Already on pace to be the second- or third-hottest year on record, 2017 also will be remembered for another milestone: the most natural disasters in the United States costing more than $1 billion in the shortest time span.
Fifteen catastrophes resulting in more than $1 billion in federal and private insurance claims hit the U.S. in the first nine months of 2017 - an unprecedented pace, according to the National Centers for Environmental Information. If the California wildfires surpass $1 billion, as expected, 2017 would tie 2015's record of 16 $1 billion disasters.
According to some experts, it's no accident and not entirely natural.
"It irritates me to hear all these described as 'natural' disasters," said Kevin Trenberth, a senior scientist in the Climate Analysis Section at the National Center for Atmospheric Research in Boulder. "Yes, hurricanes and wildfires are natural phenomena, but they are made worse by climate change and human actions."
When climate change and a natural variation that changes weather patterns - the El Niño Southern Oscillation, for example - interact, they amplify one another, Trenberth said.
"That's when we break records."
The heightened levels of carbon dioxide and other greenhouse gases in the air trap heat in the atmosphere, contributing to the rise in sea levels and drought, among other consequential climatic shifts.
In the longer term, the accumulation of these day-to-day changes pushes catastrophes past the historical threshold.
During Hurricane Sandy, Trenberth said sea level rise and stronger winds fueled by climate change surpassed a threshold that led to flooding of subways and tunnels to Brooklyn and Hoboken, causing $50 billion in damage.

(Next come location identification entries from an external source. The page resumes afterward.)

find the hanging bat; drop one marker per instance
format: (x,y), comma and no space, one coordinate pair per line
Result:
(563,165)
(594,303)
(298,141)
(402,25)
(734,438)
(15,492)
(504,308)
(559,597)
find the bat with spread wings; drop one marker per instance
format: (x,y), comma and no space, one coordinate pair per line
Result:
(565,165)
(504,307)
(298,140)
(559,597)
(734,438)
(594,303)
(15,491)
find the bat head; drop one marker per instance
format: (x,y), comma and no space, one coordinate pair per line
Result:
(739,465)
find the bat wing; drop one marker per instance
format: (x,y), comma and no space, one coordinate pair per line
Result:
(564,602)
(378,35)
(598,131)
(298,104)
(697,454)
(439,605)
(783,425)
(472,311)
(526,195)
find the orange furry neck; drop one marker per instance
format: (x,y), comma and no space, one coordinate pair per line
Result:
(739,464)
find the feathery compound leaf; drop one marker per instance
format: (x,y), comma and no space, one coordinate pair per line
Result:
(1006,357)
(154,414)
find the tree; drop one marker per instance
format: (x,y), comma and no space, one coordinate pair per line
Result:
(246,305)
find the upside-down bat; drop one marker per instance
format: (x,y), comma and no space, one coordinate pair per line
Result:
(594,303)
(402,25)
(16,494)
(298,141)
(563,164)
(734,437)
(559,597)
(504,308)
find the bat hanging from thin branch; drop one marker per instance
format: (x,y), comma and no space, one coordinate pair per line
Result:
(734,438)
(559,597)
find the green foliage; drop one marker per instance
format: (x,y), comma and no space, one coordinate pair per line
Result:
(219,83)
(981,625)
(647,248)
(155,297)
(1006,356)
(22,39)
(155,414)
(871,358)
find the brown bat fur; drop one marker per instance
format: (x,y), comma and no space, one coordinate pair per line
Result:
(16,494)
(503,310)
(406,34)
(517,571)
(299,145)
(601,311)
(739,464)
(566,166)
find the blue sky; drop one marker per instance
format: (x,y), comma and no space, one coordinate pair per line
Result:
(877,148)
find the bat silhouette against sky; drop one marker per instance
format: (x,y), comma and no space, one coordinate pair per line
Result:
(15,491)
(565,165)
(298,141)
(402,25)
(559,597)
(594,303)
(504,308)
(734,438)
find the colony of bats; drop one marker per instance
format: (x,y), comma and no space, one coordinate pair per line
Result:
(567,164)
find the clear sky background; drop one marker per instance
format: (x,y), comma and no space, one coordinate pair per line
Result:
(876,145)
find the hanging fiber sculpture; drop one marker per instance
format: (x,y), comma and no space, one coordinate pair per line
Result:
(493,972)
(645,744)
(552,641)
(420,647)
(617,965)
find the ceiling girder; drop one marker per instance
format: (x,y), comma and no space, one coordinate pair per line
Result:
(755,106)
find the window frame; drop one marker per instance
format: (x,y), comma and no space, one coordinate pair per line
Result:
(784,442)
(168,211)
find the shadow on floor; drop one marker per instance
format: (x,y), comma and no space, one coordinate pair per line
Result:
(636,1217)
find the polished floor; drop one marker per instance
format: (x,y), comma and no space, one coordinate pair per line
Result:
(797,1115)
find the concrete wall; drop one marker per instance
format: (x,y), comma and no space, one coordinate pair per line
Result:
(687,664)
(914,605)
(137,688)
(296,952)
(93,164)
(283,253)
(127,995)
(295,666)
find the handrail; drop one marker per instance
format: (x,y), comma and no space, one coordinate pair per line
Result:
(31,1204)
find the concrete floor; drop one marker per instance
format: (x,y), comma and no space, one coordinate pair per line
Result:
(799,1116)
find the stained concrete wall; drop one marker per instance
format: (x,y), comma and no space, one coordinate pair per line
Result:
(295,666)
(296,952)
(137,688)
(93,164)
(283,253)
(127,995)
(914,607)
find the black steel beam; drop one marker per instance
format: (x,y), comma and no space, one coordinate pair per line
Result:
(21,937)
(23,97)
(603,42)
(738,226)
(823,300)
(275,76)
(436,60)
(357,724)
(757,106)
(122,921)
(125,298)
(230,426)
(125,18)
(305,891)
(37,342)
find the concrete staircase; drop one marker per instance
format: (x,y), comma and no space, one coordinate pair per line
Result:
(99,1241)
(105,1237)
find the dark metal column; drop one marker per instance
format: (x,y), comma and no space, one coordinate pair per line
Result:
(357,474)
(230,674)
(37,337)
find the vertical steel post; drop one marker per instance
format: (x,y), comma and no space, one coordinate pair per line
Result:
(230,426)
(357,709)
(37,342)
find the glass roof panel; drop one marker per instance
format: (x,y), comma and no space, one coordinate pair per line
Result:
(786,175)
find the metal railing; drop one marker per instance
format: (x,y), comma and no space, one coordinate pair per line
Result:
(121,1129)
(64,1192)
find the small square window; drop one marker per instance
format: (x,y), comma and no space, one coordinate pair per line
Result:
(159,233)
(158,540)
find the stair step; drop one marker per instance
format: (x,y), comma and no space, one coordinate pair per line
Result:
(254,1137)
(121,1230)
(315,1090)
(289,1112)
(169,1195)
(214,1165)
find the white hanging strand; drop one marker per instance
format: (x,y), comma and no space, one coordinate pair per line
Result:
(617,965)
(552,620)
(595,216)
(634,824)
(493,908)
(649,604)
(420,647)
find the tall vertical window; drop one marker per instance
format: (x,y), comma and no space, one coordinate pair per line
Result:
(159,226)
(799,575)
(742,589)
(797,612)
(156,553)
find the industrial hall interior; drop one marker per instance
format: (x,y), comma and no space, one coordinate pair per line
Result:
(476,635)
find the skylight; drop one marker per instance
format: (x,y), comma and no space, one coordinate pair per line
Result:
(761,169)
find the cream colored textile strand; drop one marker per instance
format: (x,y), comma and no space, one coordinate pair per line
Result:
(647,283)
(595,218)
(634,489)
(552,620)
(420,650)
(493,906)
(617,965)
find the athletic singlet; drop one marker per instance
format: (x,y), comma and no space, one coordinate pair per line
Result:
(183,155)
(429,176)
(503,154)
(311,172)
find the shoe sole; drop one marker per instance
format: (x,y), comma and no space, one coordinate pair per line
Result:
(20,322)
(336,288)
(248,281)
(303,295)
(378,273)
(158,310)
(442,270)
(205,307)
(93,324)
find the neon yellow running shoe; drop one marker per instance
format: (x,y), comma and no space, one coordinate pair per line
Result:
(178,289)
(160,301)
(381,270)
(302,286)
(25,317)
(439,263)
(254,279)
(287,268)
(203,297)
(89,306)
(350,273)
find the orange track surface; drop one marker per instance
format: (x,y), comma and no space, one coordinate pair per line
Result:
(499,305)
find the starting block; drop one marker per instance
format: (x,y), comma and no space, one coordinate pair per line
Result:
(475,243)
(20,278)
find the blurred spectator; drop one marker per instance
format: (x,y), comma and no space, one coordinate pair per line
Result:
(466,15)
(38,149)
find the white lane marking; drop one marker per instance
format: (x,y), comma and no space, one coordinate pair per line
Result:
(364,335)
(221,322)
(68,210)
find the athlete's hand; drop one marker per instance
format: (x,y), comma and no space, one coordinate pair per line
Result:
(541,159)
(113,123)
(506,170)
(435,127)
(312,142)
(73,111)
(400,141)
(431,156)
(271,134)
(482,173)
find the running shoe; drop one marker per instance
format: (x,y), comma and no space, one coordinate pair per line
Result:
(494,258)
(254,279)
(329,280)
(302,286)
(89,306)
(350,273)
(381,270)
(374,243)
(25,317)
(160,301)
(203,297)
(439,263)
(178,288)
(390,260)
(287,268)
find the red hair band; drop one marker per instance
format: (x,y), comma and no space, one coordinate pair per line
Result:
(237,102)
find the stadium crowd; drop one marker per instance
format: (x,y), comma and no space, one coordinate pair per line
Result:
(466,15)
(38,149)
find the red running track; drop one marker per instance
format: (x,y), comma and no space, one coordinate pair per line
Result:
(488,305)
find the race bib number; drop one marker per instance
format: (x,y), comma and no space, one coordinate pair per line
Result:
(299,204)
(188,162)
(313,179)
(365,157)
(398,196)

Since many scientists say climate change is to blame for a 5 percent to 10 percent increase in sea levels and wind velocity, Trenberth says that percentage of the $50 billion could be attributed to climate change.
"If that threshold had not been crossed, those costs would have been a lot less."
Higher temperatures are increasing the frequency and severity of inland flooding in the United States. In 2016, there were four $1 billion floods, double the previous record, the National Center for Atmospheric Research said in a blog post from October.
The center attributed the record number to higher temperatures "loading" the atmosphere with water vapor, which, over time, increases the potential for extreme rainfall.
As the cost of hurricanes Harvey, Maria and Irma and the California wildfires continue to soar with more damage assessment, more experts are forecasting that natural disasters amplified by climate change will continue to take a serious financial toll on the country.
"We expect these costs will continue to rise in the future due to both an increase in exposed properties in harm's way and the increase in the frequency and intensity of some types of extreme weather that leads to costly disasters," said Brady Phillips, a climate spokesperson with the National Oceanic and Atmospheric Administration, the umbrella agency of the National Center for Atmospheric Research. "As one example, the U.S. Western wildfire season is now much longer and more costly than it was in the recent past. We now have more assets at risk and a greater likelihood of severe wildfire conditions."
In a report released Oct. 23, the Government Accountability Office concluded that the effects of climate change are costing the federal government hundreds of billions of dollars. Over the last decade, the watchdog agency of Congress said, the cost of disaster assistance and flood and crop insurance losses was $350 billion, not including the most recent hurricanes and wildfires and excluding private insurance claims.
Moreover, those costs are expected to dramatically increase in the coming decades, possibly as much as $35 billion per year by 2050.
Unlike the National Center for Atmospheric Research estimates, the Government Accountability Office's figures exclude private insurance claims, a number Nicholas Flores, a professor in the University of Colorado at Boulder's economics department, also expects to rise with a change in extreme weather events.
"If we wanted to put a price tag on climate change, we need to understand how the distribution of storms is shifting and how the expected losses are changing," Flores said. "It's difficult to do since things are ramping up, to the point where 20 years ago, we didn't even think storms like this were possible."
Flores explained that damage assessment projections, particularly for insurance premium pricing, are based on historical data: how many fires, for example, are likely to happen in a year, how many houses they will destroy, determines how much someone will pay for homeowners insurance and how much money insurance companies will put aside to cover losses.
As the National Centers for Environmental Information's data show, the historical data models no longer match the observable reality, Flores said.
"We're now seeing a lot of what we used to consider rare events and starting to think that our estimates are wrong," he said. "If you can't calculate those probability and they change over time, it makes it difficult for insurance pools to be solvent. Climate change makes it difficult for that."
Insurers, including the federal government, the nation's sole provider of flood insurance, are more at risk to go insolvent, meaning they are unable to pay their insured what their plan covers.
Carole Walker, the executive director for Rocky Mountain Insurance Information Association, explained that insurance companies are assessing these risk factors by examining weather and claims patterns and trends.
She said the technology available for such risk assessment is "sophisticated," but not enough to fully adjust to what she describes as "an escalating trend" of megacatastrophes in increasingly populated areas with higher asset values.
"We are in a new era of megacatastrophes," Walker said.